大きな拍手を受けた後は、「SAMSARA」、そして「MY FIRST LAST」を披露。緑のレーザー照明が、会場全体に降り注ぎ幻想的な雰囲気を醸し出す。HYDEが一輪の薔薇を手にしっとりと「VAMPIRE'S LOVE」を歌い上げる。メンバー紹介のあとは、「THE JOLLY ROGER」、「LOVE ADDICT」と手拍子で、会場はひとつに。緊張の糸がほぐれてきたころ、MCを挟み「DEVIL SIDE」へ。HYDEの呼びかけに合わせ、彼のリクエスト通り、少し上品にレスポンス(笑)。ボサノバ風のアレンジが加わった「ANGEL TRIP」では、小さく小さくタオルを回すにHYDEに合わせて、観客もタオルを回す。 

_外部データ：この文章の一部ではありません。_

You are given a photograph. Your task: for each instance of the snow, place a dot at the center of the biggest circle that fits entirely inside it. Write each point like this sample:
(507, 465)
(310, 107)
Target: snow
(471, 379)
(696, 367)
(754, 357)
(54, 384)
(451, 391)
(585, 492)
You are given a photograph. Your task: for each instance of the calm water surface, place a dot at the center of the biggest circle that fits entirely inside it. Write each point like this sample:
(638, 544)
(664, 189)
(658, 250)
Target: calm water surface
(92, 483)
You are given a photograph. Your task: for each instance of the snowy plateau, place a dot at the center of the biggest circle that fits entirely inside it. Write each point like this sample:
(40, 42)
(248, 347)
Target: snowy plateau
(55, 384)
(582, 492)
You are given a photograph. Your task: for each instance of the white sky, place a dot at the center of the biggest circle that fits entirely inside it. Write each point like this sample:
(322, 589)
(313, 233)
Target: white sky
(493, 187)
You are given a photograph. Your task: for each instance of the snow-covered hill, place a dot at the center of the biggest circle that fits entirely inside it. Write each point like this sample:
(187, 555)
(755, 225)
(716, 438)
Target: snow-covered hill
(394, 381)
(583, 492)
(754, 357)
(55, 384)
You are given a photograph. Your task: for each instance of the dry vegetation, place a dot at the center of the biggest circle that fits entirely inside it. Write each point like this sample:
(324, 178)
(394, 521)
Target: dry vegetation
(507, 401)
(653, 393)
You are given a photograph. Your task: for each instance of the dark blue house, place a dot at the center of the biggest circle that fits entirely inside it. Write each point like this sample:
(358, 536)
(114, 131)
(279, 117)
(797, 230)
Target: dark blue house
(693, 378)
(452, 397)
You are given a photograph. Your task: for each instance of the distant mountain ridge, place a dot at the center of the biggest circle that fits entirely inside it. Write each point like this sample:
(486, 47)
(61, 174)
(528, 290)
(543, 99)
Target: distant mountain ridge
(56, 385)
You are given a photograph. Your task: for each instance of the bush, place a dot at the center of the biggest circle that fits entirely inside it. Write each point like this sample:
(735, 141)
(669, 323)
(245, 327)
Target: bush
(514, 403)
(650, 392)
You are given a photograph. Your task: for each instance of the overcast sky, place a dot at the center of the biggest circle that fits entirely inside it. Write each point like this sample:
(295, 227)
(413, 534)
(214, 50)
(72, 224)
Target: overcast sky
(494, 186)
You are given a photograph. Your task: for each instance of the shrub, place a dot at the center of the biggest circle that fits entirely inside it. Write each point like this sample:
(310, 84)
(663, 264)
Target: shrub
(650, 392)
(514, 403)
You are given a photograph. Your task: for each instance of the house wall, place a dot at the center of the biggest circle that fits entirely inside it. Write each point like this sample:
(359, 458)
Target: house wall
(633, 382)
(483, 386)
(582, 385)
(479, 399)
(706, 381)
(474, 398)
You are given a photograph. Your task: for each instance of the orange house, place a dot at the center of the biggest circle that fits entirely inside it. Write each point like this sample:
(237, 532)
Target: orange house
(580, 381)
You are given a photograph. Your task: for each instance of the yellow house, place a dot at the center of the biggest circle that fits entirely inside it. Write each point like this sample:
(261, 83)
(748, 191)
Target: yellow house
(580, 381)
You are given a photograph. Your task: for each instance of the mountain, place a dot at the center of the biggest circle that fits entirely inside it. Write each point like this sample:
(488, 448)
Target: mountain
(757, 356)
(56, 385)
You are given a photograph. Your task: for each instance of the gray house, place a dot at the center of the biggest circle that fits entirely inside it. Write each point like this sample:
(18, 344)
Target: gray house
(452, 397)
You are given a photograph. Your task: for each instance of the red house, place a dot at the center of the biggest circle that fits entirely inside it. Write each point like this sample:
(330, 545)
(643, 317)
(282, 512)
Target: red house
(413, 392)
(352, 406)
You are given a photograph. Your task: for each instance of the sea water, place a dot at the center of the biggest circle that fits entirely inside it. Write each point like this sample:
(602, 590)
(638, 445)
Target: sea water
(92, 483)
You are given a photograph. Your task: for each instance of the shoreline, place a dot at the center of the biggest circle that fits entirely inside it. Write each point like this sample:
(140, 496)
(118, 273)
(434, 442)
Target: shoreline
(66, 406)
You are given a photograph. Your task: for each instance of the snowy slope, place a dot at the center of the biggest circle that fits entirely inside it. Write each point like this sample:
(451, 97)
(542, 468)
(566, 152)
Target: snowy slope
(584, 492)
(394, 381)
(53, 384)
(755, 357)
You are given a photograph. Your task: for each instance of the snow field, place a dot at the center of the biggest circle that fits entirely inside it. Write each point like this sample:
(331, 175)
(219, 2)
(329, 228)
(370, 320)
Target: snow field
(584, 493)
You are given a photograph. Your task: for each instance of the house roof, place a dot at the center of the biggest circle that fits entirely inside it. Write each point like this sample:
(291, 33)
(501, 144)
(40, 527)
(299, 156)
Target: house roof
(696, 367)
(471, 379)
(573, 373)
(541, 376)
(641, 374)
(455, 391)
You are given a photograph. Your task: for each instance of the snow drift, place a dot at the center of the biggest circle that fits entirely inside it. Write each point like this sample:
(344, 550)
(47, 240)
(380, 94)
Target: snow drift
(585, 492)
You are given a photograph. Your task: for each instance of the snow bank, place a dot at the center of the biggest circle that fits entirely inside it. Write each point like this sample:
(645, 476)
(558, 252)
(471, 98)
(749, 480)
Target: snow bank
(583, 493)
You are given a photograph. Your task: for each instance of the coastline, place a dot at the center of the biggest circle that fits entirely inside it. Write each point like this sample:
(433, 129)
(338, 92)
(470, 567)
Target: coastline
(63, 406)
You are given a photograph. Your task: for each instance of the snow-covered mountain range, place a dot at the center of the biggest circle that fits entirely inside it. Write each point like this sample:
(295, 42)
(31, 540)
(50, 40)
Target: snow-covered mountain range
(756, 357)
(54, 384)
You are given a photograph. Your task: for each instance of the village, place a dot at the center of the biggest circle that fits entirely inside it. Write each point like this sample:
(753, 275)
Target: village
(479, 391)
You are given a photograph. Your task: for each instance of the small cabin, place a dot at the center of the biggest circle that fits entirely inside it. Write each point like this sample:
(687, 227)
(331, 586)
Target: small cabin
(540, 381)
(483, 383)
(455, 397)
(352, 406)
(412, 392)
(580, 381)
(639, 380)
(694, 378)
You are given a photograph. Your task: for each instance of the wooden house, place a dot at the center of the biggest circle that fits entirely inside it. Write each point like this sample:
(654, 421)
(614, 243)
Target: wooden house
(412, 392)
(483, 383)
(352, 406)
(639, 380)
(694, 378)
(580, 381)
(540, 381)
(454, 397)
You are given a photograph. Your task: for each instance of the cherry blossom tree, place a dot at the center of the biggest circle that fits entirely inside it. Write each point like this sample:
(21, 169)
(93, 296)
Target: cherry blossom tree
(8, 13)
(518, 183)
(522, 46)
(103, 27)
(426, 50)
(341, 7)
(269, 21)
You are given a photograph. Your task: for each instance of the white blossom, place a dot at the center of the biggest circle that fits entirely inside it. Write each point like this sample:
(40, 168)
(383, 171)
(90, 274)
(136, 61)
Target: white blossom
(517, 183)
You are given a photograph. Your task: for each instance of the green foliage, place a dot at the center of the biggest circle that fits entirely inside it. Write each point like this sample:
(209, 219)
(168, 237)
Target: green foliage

温かみのあるオレンジの照明に包まれるなか演奏された「MEMORIES」は、今まさにこの瞬間を大切に歌っているような、そんな優しさを感じるような声だった。最後を飾るのは「SWEET DREAMS」。星空のような照明が美しく壮大なラストに心をグッと掴まれた。

 

アンコールの声に応え、ゆっくりと幕が開き、HYDEK.A.Zの2人で「EVANESCENT」を奏でる。本編とは異なり、シンプルなアコースティックを聴かせてくれたVAMPS

最後にはHYDEがマイクを通さず「ありがとうございました。」と告げ、観客は彼らに惜しみない拍手を贈った。